Die Renaissancefürsten Kaliforniens
„San Francisco ist heute wie das Florenz der Medici“, sagte Trevor Traina, als das Magazin Forbes ihn für eine opulente Home-Story interviewte. Der Unternehmer – Spross einer reichen Industriellenfamilie, zugleich Gründer mehrerer Internet-Start-Ups – zeigte dabei neben seiner luxuriösen Villa auch seine mehr als 300 Werke umfassende Kollektion künstlerischer Fotografie her. „Der unglaubliche Mix aus Business, Kunst und Kreativität produziert hier eine neue Renaissance“, erklärte der Sammler.

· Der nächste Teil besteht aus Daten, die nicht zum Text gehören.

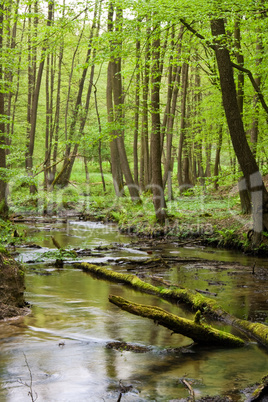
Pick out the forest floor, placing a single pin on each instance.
(201, 214)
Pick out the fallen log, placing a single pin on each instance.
(200, 333)
(206, 305)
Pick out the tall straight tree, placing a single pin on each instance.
(34, 100)
(249, 167)
(63, 177)
(118, 105)
(3, 177)
(157, 181)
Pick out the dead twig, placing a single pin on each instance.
(33, 395)
(190, 389)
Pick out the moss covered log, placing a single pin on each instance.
(196, 301)
(199, 333)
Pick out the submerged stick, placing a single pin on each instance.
(257, 331)
(199, 333)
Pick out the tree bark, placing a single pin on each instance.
(199, 333)
(185, 69)
(157, 183)
(3, 179)
(196, 301)
(244, 155)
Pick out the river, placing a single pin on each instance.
(59, 352)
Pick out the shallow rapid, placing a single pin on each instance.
(59, 352)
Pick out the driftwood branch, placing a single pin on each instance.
(196, 301)
(199, 333)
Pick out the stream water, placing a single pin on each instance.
(59, 351)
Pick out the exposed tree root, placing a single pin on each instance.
(207, 306)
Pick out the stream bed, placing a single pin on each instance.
(59, 352)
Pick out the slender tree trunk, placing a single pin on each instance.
(157, 183)
(185, 69)
(240, 62)
(253, 180)
(255, 123)
(145, 160)
(115, 159)
(217, 158)
(64, 176)
(170, 113)
(33, 117)
(3, 178)
(137, 111)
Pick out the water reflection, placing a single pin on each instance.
(64, 339)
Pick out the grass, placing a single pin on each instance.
(199, 211)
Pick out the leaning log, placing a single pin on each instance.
(198, 332)
(196, 301)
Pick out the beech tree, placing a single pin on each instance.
(250, 169)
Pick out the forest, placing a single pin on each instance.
(151, 117)
(144, 100)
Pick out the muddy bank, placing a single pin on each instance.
(12, 302)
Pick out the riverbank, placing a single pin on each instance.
(12, 302)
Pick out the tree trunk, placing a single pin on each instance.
(70, 154)
(115, 160)
(253, 179)
(144, 162)
(3, 178)
(254, 133)
(199, 333)
(117, 103)
(157, 183)
(137, 111)
(185, 69)
(217, 159)
(207, 307)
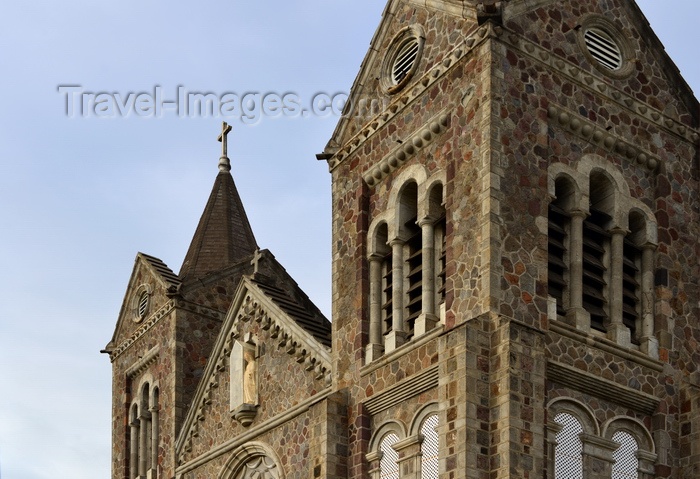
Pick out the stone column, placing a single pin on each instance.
(553, 429)
(617, 331)
(576, 315)
(374, 459)
(597, 456)
(649, 343)
(427, 319)
(409, 457)
(143, 443)
(646, 464)
(397, 336)
(374, 348)
(154, 442)
(134, 449)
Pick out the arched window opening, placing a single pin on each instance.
(557, 243)
(389, 462)
(430, 448)
(260, 467)
(626, 465)
(596, 245)
(134, 426)
(441, 260)
(568, 458)
(155, 434)
(413, 256)
(145, 432)
(436, 212)
(387, 279)
(632, 275)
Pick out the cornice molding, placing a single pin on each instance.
(143, 329)
(589, 131)
(604, 344)
(249, 435)
(595, 386)
(150, 321)
(407, 388)
(408, 148)
(402, 101)
(142, 364)
(582, 78)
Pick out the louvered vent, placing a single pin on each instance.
(143, 305)
(405, 60)
(414, 267)
(603, 48)
(387, 293)
(557, 270)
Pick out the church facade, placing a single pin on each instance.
(515, 273)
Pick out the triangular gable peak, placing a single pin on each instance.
(441, 28)
(146, 299)
(646, 81)
(278, 315)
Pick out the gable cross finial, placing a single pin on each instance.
(257, 256)
(224, 162)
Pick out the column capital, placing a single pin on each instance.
(375, 257)
(618, 230)
(426, 221)
(578, 213)
(649, 246)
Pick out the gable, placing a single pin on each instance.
(146, 295)
(646, 74)
(290, 366)
(441, 26)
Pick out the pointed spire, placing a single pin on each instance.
(224, 236)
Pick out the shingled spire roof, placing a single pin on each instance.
(224, 236)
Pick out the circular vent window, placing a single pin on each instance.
(402, 60)
(405, 61)
(606, 47)
(603, 48)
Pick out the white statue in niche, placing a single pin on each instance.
(244, 375)
(250, 384)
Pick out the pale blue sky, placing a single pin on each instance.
(80, 196)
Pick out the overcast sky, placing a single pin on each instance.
(82, 195)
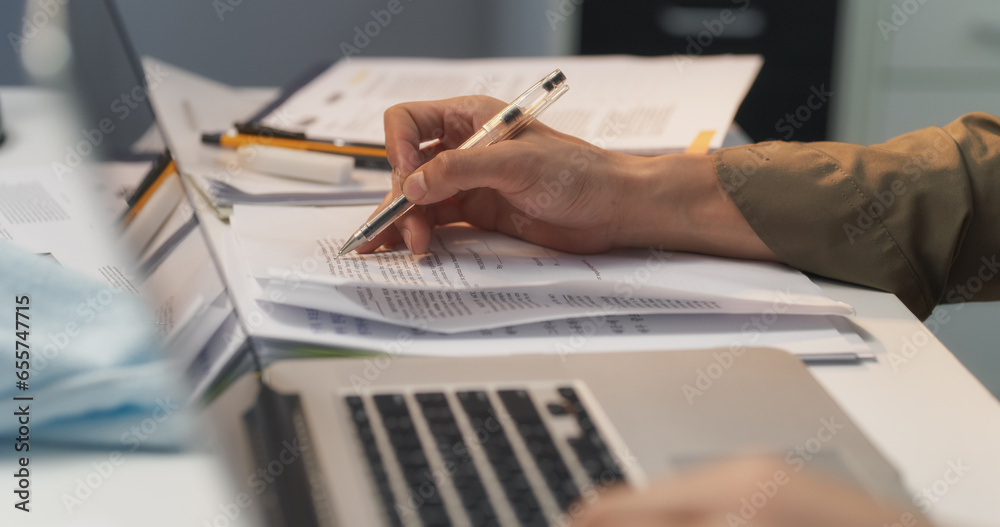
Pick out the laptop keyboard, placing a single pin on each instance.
(501, 464)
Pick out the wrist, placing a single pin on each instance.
(676, 202)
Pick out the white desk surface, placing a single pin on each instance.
(923, 410)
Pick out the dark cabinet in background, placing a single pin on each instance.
(791, 97)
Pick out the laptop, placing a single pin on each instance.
(520, 440)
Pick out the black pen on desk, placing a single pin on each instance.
(367, 156)
(262, 130)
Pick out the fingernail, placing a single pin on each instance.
(406, 237)
(415, 187)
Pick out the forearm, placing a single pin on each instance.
(677, 202)
(915, 216)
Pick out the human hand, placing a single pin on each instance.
(543, 186)
(751, 492)
(552, 189)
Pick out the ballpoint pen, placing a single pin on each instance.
(504, 125)
(367, 156)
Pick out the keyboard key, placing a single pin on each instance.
(490, 432)
(455, 453)
(590, 447)
(540, 444)
(363, 426)
(409, 452)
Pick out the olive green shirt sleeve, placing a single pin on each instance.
(918, 216)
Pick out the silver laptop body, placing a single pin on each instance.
(519, 440)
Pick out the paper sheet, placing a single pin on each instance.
(61, 218)
(188, 105)
(646, 105)
(474, 279)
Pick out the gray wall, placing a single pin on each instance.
(11, 13)
(268, 42)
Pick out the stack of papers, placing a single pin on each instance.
(502, 294)
(639, 105)
(187, 105)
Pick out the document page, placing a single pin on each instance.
(810, 337)
(642, 105)
(473, 279)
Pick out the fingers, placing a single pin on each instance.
(503, 167)
(450, 120)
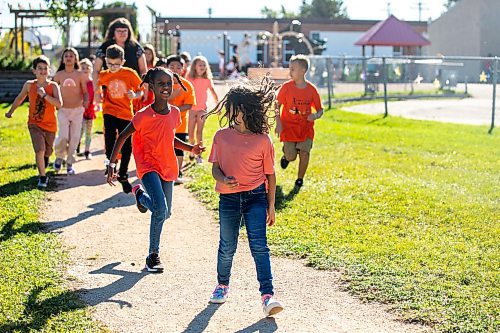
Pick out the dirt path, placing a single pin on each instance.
(108, 241)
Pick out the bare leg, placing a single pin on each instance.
(303, 163)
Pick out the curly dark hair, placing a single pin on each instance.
(253, 99)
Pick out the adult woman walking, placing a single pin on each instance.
(120, 32)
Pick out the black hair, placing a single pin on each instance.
(174, 58)
(62, 66)
(41, 59)
(115, 52)
(253, 99)
(150, 75)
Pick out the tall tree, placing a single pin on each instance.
(65, 12)
(323, 9)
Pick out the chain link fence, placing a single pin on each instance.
(448, 89)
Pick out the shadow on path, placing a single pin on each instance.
(200, 322)
(104, 294)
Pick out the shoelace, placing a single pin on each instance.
(219, 292)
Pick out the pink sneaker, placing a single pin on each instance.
(270, 306)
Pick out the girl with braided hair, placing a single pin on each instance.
(243, 167)
(153, 144)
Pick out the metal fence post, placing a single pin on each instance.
(495, 78)
(330, 81)
(384, 71)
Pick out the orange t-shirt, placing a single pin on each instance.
(41, 112)
(184, 97)
(153, 142)
(246, 157)
(116, 85)
(297, 106)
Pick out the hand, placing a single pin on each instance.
(131, 94)
(231, 182)
(41, 91)
(271, 216)
(198, 148)
(312, 117)
(111, 176)
(278, 129)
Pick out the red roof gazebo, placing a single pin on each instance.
(393, 32)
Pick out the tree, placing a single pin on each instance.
(323, 9)
(107, 18)
(450, 3)
(65, 12)
(270, 13)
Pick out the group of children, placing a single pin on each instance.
(242, 154)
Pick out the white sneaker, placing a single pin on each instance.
(270, 306)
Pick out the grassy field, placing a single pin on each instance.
(407, 210)
(33, 295)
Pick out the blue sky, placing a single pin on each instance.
(356, 9)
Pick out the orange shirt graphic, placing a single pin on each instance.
(41, 112)
(298, 104)
(116, 85)
(183, 97)
(247, 157)
(153, 142)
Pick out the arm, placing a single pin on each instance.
(271, 195)
(195, 149)
(219, 176)
(85, 93)
(19, 99)
(214, 94)
(55, 100)
(185, 107)
(128, 131)
(95, 74)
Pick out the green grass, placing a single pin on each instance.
(407, 210)
(33, 295)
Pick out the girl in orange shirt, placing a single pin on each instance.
(243, 167)
(44, 96)
(153, 146)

Sind Menschen wie Traina tatsächlich die Mäzene einer neuen kulturellen Blütezeit? Der Kulturbetrieb, der in den USA in ungleich höherem Ausmaß vom Engagement privater Geldgeber abhängt als in Europa, hat die Elite des Silicon Valley jedenfalls fest im Visier. Doch zugleich haben die neuen Reichen, die mit Technologie zu Geld gekommen sind, oft wenig Tradition in der Kunstförderung und geben ihr Geld mit knallharter Berechnung aus: „Wohltätigkeit“ muss für sie so effizient wie möglich sein.
Mäzenatentum neu
„Gerade die Leute, die mit der Digitalindustrie groß geworden sind, suchen auch eine andere Sphäre der kulturellen Erfahrung und des Erlebens, die mit dem realen Objekt und dem physischen, gemeinsamen Erlebnis zu tun hat“, erklärt Max Hollein dem KURIER dazu via e-Mail.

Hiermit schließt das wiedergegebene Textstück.